Historic Data Analysis based on:
- Day of the week a game is played on
- If it is a home or away game
- Does my team have a winning or losing record
- What opponent are they facing
I felt this would give me a good basis to determine if it was worth it to make an expensive trip to take the family to a game. I started out my experiment in R. I found very quickly that a trend emerged when I looked at only the days of the week and wins and losses. This is a plot I created in R studio.
In this we can see that the day of the week the Cubs win the most on is within a grouping of Saturday, Friday, and Sunday. Monday looks low on the list. When I look at the day they lose the least, that happens to be Monday.

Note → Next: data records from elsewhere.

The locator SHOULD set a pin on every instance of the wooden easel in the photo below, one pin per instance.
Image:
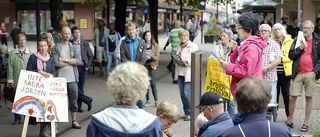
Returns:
(25, 127)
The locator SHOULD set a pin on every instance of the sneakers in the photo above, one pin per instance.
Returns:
(147, 104)
(76, 125)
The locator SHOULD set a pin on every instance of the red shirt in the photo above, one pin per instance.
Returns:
(306, 64)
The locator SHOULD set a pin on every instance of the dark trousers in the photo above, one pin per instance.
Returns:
(283, 85)
(82, 79)
(152, 75)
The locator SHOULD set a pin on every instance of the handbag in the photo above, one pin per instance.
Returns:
(8, 94)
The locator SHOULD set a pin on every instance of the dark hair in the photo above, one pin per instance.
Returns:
(74, 28)
(253, 95)
(152, 38)
(249, 22)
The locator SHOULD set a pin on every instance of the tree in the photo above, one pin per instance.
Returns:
(56, 13)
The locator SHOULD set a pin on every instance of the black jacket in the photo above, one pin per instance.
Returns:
(295, 54)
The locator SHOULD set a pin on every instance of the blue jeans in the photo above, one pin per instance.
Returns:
(230, 106)
(82, 79)
(273, 91)
(184, 88)
(111, 57)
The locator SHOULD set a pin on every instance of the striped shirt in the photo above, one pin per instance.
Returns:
(174, 38)
(270, 53)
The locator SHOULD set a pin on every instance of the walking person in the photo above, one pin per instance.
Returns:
(66, 59)
(305, 72)
(18, 59)
(85, 58)
(99, 45)
(284, 68)
(42, 63)
(14, 32)
(183, 70)
(111, 40)
(152, 55)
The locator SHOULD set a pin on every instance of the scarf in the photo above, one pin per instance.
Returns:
(41, 60)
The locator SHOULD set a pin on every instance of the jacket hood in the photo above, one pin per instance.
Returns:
(258, 40)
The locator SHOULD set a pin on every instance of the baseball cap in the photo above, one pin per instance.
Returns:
(210, 98)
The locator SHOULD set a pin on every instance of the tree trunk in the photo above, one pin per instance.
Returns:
(120, 14)
(153, 16)
(56, 13)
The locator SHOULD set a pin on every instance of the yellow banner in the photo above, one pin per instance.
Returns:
(216, 80)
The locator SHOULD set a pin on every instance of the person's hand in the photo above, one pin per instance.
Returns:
(168, 132)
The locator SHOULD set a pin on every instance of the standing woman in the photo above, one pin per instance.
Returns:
(183, 70)
(151, 64)
(42, 63)
(284, 68)
(18, 60)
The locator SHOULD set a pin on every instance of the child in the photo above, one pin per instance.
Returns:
(168, 113)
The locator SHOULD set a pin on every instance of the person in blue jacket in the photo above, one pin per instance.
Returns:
(128, 83)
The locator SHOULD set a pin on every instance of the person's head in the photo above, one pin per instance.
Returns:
(62, 24)
(71, 22)
(253, 95)
(168, 113)
(100, 22)
(307, 28)
(295, 21)
(211, 104)
(225, 35)
(177, 23)
(111, 27)
(42, 46)
(248, 25)
(131, 30)
(21, 39)
(278, 31)
(128, 83)
(284, 19)
(76, 33)
(265, 31)
(65, 33)
(267, 16)
(184, 36)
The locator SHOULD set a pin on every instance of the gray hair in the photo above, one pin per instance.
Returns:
(128, 82)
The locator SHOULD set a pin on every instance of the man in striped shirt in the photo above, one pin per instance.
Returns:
(271, 58)
(175, 41)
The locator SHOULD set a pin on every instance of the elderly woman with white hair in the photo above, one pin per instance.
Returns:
(128, 82)
(284, 68)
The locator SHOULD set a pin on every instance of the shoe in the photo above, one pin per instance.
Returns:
(90, 105)
(304, 128)
(156, 104)
(76, 125)
(147, 104)
(80, 110)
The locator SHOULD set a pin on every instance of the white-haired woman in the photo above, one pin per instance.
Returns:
(128, 82)
(284, 69)
(183, 70)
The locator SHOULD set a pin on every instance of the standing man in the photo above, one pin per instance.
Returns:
(175, 41)
(98, 43)
(133, 49)
(66, 59)
(111, 39)
(211, 104)
(85, 58)
(271, 58)
(293, 29)
(14, 32)
(305, 71)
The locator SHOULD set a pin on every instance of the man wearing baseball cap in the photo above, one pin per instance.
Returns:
(211, 104)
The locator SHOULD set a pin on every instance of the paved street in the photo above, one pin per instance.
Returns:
(96, 88)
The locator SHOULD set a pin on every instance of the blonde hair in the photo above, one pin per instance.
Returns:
(128, 82)
(168, 111)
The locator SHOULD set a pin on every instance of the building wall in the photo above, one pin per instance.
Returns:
(85, 11)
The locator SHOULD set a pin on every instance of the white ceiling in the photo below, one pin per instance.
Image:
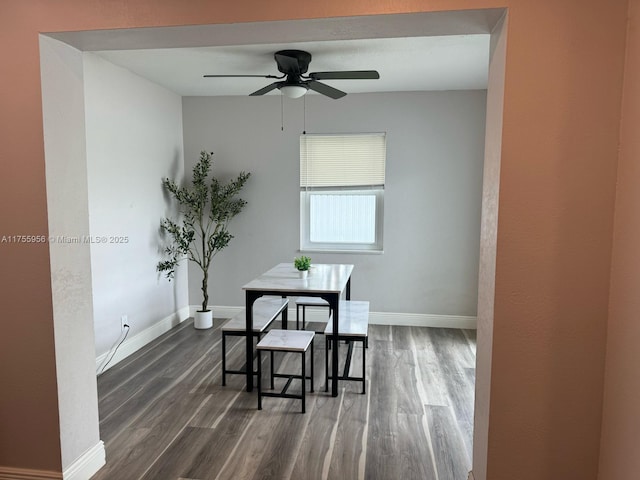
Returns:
(413, 52)
(444, 62)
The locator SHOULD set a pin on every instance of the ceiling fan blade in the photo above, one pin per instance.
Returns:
(346, 75)
(325, 89)
(241, 76)
(266, 89)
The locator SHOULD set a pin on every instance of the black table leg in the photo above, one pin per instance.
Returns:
(251, 297)
(334, 302)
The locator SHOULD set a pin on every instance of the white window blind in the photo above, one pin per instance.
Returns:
(342, 160)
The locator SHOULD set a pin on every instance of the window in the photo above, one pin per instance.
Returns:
(342, 191)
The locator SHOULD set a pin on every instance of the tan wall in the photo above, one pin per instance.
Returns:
(562, 95)
(621, 415)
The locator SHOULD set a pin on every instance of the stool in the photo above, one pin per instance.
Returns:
(265, 311)
(304, 302)
(296, 341)
(353, 326)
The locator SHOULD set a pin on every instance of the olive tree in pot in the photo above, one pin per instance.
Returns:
(206, 205)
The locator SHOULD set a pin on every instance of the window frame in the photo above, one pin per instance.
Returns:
(306, 245)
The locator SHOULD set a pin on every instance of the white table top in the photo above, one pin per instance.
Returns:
(322, 278)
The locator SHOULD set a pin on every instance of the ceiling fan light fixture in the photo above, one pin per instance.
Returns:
(293, 91)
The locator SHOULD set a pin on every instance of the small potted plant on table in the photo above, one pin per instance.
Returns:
(302, 264)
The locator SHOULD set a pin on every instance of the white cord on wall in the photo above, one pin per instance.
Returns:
(114, 349)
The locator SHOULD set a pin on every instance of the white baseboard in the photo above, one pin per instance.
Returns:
(135, 343)
(87, 465)
(375, 318)
(9, 473)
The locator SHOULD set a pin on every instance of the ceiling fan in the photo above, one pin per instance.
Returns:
(293, 64)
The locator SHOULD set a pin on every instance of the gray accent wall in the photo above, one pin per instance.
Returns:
(134, 139)
(433, 192)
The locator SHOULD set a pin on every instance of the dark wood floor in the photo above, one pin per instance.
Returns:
(165, 415)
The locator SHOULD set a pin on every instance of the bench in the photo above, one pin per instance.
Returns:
(304, 302)
(353, 326)
(265, 311)
(297, 341)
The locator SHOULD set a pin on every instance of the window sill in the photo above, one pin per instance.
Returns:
(331, 250)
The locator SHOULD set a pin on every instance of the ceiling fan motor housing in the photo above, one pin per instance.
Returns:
(292, 61)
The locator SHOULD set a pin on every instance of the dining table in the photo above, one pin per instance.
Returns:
(327, 281)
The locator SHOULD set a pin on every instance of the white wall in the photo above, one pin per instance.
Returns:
(134, 139)
(82, 451)
(435, 145)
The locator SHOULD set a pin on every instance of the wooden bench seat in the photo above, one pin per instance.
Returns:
(265, 311)
(353, 326)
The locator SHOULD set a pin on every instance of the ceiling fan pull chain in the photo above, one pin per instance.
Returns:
(304, 115)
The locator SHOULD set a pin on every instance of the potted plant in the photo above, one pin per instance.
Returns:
(206, 206)
(302, 264)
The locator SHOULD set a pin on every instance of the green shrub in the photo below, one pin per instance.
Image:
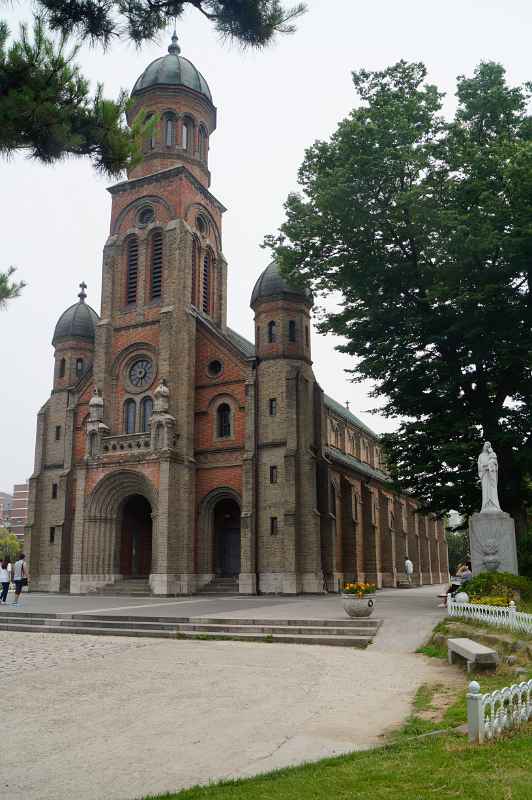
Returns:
(498, 584)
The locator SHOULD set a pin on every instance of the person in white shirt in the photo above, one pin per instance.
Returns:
(20, 577)
(5, 579)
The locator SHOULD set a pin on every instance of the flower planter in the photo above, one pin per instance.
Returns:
(358, 606)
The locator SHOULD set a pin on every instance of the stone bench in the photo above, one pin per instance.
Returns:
(474, 653)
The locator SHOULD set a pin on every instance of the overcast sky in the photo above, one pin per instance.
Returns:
(271, 106)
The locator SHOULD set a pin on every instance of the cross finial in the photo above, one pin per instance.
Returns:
(174, 48)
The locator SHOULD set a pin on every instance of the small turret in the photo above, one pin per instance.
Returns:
(73, 341)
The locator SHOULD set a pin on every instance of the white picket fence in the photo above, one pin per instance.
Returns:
(489, 715)
(504, 616)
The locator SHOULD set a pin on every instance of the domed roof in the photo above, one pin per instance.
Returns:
(77, 322)
(173, 70)
(271, 284)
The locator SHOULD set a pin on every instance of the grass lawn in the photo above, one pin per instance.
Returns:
(439, 767)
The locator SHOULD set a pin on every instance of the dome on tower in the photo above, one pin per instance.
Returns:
(272, 285)
(77, 322)
(172, 70)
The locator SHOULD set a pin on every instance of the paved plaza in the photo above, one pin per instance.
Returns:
(118, 718)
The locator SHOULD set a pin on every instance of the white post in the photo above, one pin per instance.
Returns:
(475, 714)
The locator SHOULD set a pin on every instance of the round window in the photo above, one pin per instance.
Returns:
(140, 373)
(146, 215)
(201, 225)
(215, 368)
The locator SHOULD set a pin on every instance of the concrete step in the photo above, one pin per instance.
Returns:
(285, 638)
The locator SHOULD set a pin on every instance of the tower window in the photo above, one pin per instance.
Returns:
(169, 130)
(146, 411)
(194, 290)
(186, 134)
(156, 264)
(203, 140)
(292, 331)
(130, 416)
(224, 420)
(206, 285)
(132, 251)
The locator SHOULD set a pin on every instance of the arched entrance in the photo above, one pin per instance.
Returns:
(226, 519)
(136, 537)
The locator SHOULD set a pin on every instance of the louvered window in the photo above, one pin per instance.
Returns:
(130, 416)
(224, 420)
(194, 290)
(206, 285)
(132, 270)
(156, 264)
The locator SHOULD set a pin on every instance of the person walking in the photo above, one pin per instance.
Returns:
(409, 570)
(5, 578)
(20, 577)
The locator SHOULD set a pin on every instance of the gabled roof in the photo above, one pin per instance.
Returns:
(342, 411)
(353, 463)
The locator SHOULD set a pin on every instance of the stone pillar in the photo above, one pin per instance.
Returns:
(388, 541)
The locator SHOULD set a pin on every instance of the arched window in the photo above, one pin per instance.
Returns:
(186, 134)
(150, 141)
(206, 284)
(195, 258)
(223, 415)
(292, 331)
(130, 416)
(169, 130)
(132, 272)
(333, 499)
(203, 144)
(146, 410)
(156, 281)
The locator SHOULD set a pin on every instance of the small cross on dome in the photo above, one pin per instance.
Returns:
(174, 48)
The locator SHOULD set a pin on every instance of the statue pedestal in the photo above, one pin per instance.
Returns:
(492, 543)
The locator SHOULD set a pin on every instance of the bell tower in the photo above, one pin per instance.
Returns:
(163, 272)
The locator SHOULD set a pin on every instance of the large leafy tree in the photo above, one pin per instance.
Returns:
(424, 227)
(250, 22)
(46, 107)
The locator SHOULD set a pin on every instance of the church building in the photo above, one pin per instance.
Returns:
(174, 456)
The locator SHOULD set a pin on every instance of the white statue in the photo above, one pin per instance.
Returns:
(488, 469)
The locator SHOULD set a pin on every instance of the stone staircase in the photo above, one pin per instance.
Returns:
(339, 633)
(138, 587)
(221, 585)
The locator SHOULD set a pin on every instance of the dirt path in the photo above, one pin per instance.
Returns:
(118, 718)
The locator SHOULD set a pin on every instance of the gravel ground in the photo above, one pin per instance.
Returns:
(118, 718)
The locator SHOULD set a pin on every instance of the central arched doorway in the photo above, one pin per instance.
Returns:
(227, 537)
(136, 537)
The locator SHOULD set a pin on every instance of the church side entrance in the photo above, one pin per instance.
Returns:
(227, 538)
(136, 537)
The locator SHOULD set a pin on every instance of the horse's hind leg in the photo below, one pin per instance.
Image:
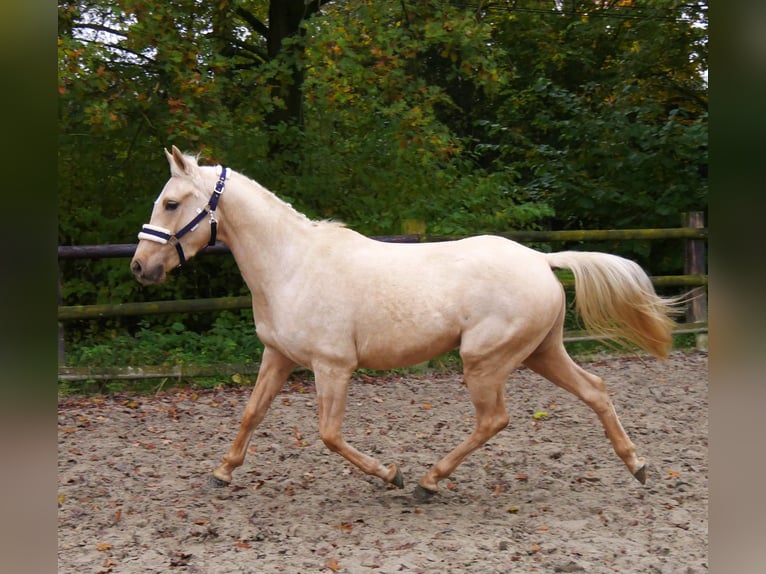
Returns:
(332, 395)
(553, 363)
(275, 368)
(487, 395)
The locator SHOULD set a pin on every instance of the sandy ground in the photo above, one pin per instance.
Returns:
(547, 494)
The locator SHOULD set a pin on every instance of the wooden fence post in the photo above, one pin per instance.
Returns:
(62, 353)
(694, 264)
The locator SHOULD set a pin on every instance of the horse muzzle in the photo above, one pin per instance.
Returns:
(147, 276)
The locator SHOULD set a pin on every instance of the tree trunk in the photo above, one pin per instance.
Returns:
(285, 17)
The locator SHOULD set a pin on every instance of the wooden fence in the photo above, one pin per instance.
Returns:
(695, 277)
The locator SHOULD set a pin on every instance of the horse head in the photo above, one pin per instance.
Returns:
(174, 233)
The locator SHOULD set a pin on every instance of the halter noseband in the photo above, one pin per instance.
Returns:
(162, 235)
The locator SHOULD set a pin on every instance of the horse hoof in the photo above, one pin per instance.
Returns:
(216, 482)
(398, 480)
(640, 474)
(423, 494)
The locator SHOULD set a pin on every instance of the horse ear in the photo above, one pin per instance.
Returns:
(179, 164)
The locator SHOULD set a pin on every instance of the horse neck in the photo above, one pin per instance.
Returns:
(264, 234)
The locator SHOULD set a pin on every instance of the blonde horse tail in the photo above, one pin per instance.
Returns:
(616, 299)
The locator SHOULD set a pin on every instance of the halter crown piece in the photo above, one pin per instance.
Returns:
(162, 235)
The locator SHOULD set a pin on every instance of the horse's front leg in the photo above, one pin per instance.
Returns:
(275, 368)
(332, 395)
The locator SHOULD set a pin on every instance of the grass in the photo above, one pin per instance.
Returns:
(232, 340)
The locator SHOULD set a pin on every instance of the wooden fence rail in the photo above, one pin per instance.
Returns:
(694, 233)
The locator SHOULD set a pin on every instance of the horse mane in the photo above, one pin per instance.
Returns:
(276, 200)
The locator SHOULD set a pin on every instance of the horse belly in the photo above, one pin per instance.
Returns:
(386, 341)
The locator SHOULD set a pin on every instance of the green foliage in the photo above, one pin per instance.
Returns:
(470, 117)
(230, 339)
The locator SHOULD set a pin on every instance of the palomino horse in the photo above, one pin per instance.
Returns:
(332, 300)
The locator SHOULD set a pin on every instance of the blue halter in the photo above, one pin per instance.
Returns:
(162, 235)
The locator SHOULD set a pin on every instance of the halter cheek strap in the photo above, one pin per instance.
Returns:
(163, 235)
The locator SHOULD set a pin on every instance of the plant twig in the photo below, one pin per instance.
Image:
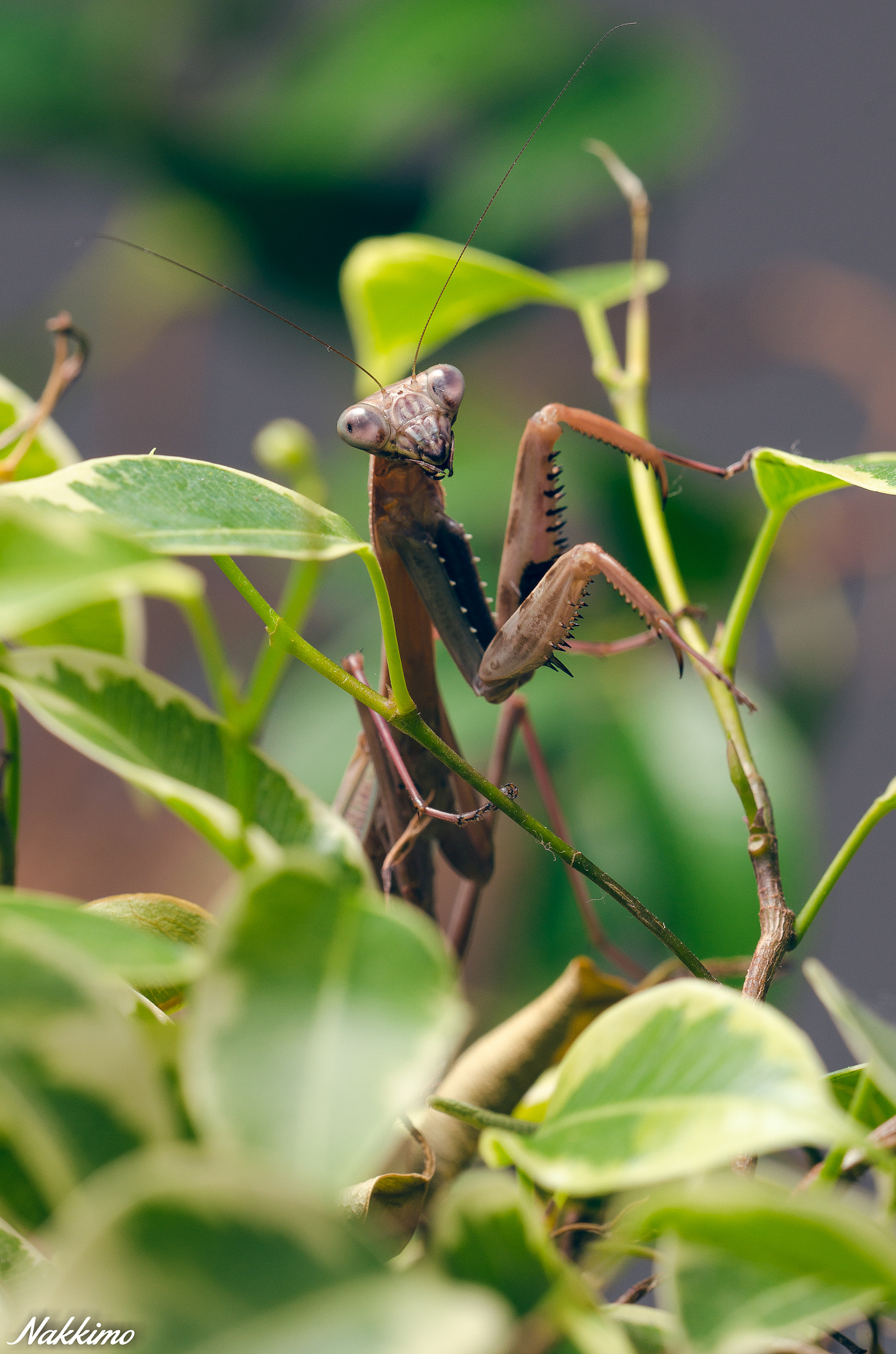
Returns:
(10, 788)
(268, 666)
(67, 368)
(477, 1117)
(638, 1291)
(596, 934)
(467, 896)
(214, 661)
(627, 389)
(879, 809)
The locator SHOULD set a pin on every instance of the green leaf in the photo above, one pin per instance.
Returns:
(161, 917)
(749, 1265)
(17, 1255)
(50, 448)
(875, 1109)
(157, 914)
(52, 565)
(141, 957)
(324, 1014)
(404, 1315)
(180, 1249)
(77, 1086)
(156, 736)
(649, 1329)
(390, 284)
(786, 480)
(488, 1232)
(113, 627)
(176, 506)
(864, 1033)
(670, 1081)
(107, 627)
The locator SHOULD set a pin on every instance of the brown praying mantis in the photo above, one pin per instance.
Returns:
(397, 794)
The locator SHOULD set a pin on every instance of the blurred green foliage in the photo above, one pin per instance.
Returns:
(316, 125)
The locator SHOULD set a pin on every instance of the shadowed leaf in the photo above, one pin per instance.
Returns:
(749, 1265)
(53, 563)
(178, 506)
(675, 1080)
(324, 1014)
(163, 740)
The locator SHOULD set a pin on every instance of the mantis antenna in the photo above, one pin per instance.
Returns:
(543, 118)
(233, 292)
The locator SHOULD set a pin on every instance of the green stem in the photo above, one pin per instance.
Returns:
(747, 586)
(214, 660)
(404, 703)
(880, 807)
(478, 1117)
(286, 638)
(417, 729)
(630, 403)
(297, 596)
(11, 781)
(410, 722)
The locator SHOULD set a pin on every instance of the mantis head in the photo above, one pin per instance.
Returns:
(410, 420)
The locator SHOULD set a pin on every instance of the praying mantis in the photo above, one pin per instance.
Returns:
(396, 794)
(435, 589)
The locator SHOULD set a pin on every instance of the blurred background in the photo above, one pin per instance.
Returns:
(259, 141)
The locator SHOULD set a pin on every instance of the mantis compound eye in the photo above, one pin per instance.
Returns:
(365, 427)
(447, 385)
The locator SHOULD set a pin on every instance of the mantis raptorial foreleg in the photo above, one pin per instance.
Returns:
(541, 585)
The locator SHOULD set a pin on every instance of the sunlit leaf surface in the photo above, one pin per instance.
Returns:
(786, 480)
(53, 563)
(178, 506)
(749, 1265)
(182, 1249)
(390, 285)
(77, 1086)
(676, 1080)
(138, 956)
(159, 737)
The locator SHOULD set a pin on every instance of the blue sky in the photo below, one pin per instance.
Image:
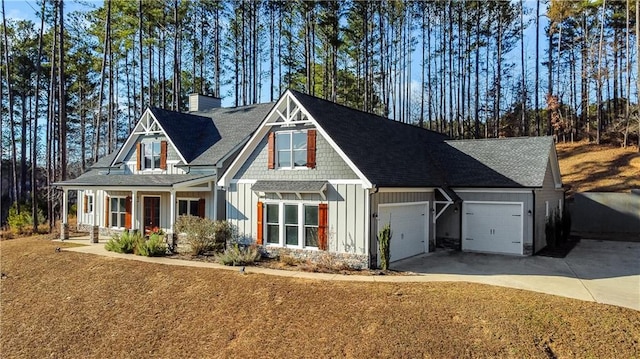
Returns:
(26, 9)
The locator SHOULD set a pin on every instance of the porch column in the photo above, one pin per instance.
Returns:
(172, 211)
(64, 226)
(95, 229)
(134, 205)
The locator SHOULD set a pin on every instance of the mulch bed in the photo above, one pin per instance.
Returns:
(298, 266)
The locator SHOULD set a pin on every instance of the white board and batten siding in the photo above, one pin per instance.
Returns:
(346, 209)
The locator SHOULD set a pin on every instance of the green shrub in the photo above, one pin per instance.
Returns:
(22, 222)
(204, 235)
(124, 243)
(384, 239)
(152, 247)
(236, 255)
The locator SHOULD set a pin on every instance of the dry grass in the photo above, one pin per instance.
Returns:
(82, 306)
(589, 167)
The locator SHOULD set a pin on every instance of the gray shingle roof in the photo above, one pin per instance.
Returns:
(94, 178)
(234, 125)
(289, 186)
(502, 162)
(190, 133)
(389, 153)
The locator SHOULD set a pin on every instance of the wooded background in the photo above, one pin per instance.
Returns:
(74, 84)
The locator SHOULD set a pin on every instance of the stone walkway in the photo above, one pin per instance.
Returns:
(588, 273)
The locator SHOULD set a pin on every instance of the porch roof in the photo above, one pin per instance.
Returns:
(95, 179)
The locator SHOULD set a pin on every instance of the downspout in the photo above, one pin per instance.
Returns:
(533, 216)
(373, 260)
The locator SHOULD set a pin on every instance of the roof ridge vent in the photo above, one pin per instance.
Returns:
(199, 102)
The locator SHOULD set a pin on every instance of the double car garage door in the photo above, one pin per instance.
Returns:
(492, 227)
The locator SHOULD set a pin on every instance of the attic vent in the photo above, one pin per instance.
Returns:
(198, 102)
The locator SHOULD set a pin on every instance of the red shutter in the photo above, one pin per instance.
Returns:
(311, 149)
(271, 151)
(260, 236)
(127, 214)
(322, 226)
(138, 156)
(106, 211)
(163, 155)
(201, 208)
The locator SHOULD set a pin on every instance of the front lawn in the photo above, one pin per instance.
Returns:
(65, 304)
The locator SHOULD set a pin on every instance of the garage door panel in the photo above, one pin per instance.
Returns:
(493, 227)
(408, 228)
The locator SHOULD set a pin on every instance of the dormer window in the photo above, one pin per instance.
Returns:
(292, 149)
(151, 155)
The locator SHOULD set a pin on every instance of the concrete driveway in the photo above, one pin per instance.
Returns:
(601, 271)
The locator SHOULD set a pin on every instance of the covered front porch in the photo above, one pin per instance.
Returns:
(145, 203)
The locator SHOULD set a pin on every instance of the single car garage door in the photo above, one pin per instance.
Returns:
(409, 228)
(493, 227)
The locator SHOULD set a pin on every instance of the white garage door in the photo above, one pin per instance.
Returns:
(493, 227)
(408, 227)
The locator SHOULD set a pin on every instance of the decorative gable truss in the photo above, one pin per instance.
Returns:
(148, 125)
(288, 113)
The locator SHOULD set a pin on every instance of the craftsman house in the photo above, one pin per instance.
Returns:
(317, 180)
(167, 167)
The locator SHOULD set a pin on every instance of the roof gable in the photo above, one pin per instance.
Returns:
(389, 153)
(190, 134)
(503, 162)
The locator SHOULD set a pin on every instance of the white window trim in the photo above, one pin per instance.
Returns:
(143, 156)
(90, 203)
(185, 199)
(111, 212)
(293, 167)
(281, 226)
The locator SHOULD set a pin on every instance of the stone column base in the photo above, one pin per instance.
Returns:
(94, 234)
(64, 231)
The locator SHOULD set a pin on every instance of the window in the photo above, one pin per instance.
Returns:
(311, 226)
(188, 207)
(89, 204)
(298, 224)
(291, 148)
(151, 155)
(273, 223)
(118, 211)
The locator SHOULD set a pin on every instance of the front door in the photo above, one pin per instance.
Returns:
(151, 213)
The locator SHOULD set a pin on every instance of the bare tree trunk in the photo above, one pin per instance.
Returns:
(599, 94)
(62, 102)
(98, 121)
(638, 64)
(628, 101)
(525, 121)
(14, 170)
(141, 59)
(537, 76)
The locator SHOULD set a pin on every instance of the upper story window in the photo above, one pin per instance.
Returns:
(151, 155)
(292, 149)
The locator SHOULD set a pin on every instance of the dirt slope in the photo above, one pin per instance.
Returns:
(588, 167)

|Day of the Week||Wins||Losses||TotalGames|
After looking at the data it is clear the most likely day for me to go see the Cubs and have them win is on Monday! At home on Monday when the Cubs have a winning record, I interpreted that to mean a record of .500 or greater, I have a 60% chance of seeing them win. If I'm going to take the family all the way up to Chicago to see a game, I should do it on a Monday.
There are a lot of cool things waiting to be discovered in this data. For instance did you know that if you are a New York Yankees fan and the Yankees have a loosing record, they have a better chance of winning on a Thursday than they do if they had a winning record! We'll talk about how we built this in a future blog post. We used Azure Storage, Polybase, SQL Server with advanced analytics, SQL Azure DB, R, R Studio, and Power BI to develop this post. Thank you for reading!
How about you Dear Reader? Do you have a favorite team? Did you notice any interesting trends? Sound off below!
*There are some games where data may be missing, and there may be some errors in the data set, for many Retrosheets.org is the go to place for baseball data. This data and anything we put forward may have a +/- confidence value of 1 standard deviation. This Sample Code is provided for the purpose of illustration only and is not intended to be used in a production environment. Please don't use this information for anything that could cost you money. This data is for fun, and should not be used to interpret future events or outcomes.